Il me semblait que c'était hier que Tristan m'annonçaient qu'il allait être père. Dieu que le temps passait vite !
Ils avaient essayé de faire un bébé pendant plusieurs mois. Après plus d'un an sans succès, ils avaient été voir un médecin pour vérifier que tout allait bien. D'après lui, tout était normal et rien ne faisait obstacle à leur désir d'être parents.
C'était en revenant de vacances que Cathy avait su qu'elle était enceinte. Tristan m'avait appelé en suivant et avait hurlé son bonheur dans le téléphone.
Pour l'occasion, ma mère fit le déplacement. Elle vivait dans notre Pays Basque natal. Depuis qu'elle était à la retraite, elle voyageait beaucoup. Elle avait rencontré un homme qui partageait sa vie et sa passion pour les contrées lointaines.
Mon père était mort, huit ans auparavant, emporté par une crise cardiaque. Le choc avait été terrible. J'étais très proche de mon père, j'avais mis du temps à accepter sa disparition. J'avais appris à vivre avec son absence, mais il me manquait beaucoup. Il avait laissé un grand vide dans mon cœur. C'était lui qui nous avait appris à surfer, Tristan et moi, et tant d'autres choses encore.
Depuis ce bouleversement, j'avais pris conscience de la fragilité de la vie humaine et je m'étais fait une promesse : vivre intensément. Parfois cette philosophie m'avait joué de sales tours, me faisant faire des excès mais je m'y accrochais comme à une bouée.
Heureusement que Tristan et moi étions vraiment unis et solidaires, cela nous avait permis de faire notre deuil en nous soutenant mutuellement.
Mes parents s'étaient séparés deux ans avant et j'en voulais encore à ma mère à cette époque d'avoir déserté le domicile conjugal. Je n'avais compris les raisons de son départ que bien plus tard et je les avais acceptées. Quand j'avais quitté la maison pour partir faire mes études, mes parents s'étaient rendu compte qu'ils n'avaient plus rien à se dire, ils étaient devenus deux étrangers vivant sous le même toit. Elle n'avait pas voulu se résigner à rester juste pour une promesse qui n'avait plus de sens après tant d'années alors elle était partie vivre sa vie.
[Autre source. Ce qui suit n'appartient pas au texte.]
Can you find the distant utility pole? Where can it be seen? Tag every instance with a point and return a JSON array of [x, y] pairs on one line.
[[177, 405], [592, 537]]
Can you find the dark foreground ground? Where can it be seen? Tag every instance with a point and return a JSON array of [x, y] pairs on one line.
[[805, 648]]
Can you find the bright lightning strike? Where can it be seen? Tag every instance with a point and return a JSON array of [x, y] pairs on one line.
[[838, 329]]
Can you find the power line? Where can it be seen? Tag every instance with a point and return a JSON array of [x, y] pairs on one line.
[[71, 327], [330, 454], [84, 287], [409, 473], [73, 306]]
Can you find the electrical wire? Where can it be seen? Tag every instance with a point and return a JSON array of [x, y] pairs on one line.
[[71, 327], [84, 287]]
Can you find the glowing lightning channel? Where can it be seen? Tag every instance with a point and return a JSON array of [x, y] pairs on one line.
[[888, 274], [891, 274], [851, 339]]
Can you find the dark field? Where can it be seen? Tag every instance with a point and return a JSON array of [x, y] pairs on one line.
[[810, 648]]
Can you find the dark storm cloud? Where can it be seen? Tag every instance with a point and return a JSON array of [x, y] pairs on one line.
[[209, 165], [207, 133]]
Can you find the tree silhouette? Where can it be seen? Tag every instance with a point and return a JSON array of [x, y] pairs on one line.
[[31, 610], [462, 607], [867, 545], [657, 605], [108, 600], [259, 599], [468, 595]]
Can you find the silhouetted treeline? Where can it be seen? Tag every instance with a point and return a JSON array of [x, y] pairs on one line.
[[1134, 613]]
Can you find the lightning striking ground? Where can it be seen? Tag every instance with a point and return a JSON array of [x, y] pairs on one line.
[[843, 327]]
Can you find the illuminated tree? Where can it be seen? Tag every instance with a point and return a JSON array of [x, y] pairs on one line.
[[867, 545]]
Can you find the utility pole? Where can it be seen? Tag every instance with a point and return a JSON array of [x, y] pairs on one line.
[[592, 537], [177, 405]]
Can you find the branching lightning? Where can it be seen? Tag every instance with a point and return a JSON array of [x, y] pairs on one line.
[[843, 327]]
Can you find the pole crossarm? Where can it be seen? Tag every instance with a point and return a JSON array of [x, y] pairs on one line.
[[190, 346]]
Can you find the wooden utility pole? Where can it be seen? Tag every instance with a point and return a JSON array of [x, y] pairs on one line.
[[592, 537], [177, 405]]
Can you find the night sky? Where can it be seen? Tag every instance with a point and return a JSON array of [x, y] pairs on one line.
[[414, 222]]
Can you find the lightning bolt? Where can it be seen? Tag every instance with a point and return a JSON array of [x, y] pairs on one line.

Les parents de Cathy étaient également présents. Je les connaissais peu mais c'étaient des personnes aimables et chaleureuses. Le bonheur de leur fille unique leur importait plus que tout et tant que mon frère parvenait à la rendre heureuse, il était dans leurs bonnes grâces.
Le repas fut convivial, copieux et arrosé. Léo avait reçu des tonnes de jouets et d'affaires. Ce gamin était pourri, gâté...
Nous dégustions le traditionnel gâteau d'anniversaire accompagné de son verre de Jurançon blanc que ma mère avait apporté, quand elle me questionna :
-Alors, Matthieu, toujours pas de fiancée ?
Ma mère désespérait de ne pas me voir casé avec une femme. Ce n'était qu'une question de temps avant qu'elle ne me fasse subir son interrogatoire, je le savais. J'y avais droit à chaque fois qu'elle me voyait.
-Personne de sérieux, non.
Cathy en rajouta une couche :
-Pas même Lola ?
-Quoi Lola ? Elle est avec Franck, il me semble, grommelai-je.
Si Cathy s'y mettait aussi, je n'allais pas m'en sortir !
-Matt, je te connais, la façon dont tu la regardes, ton attitude... Avoues que tu tiens à elle ! continua-t-elle.
-Oui, peut- être que je l'aime, mais clairement ce n'est pas son cas !, m'écriai-je.
-Ne crois pas ça.... Attends.... Tu l'aimes ?
Tous les regards étaient braqués sur moi.
Super la famille ! Très discret, tout dans la finesse... Je soupirais, autant être sincère :
-Je crois bien, oui.
-Et tu lui as dit ? demanda mon frère.
-J'en ai pas eu l'occasion. Et puis, elle sort avec l'autre là ! me défendis-je.
Ma mère surenchérit :
-Attends que je comprenne bien, tu es amoureux d'une femme qui est en couple avec un autre homme ?
-Oui et il sort avec une autre qu'il n'aime pas... Maman, dis lui qu'il fait n'importe quoi, il ne m'écoute pas ! ajouta Tristan, désespéré.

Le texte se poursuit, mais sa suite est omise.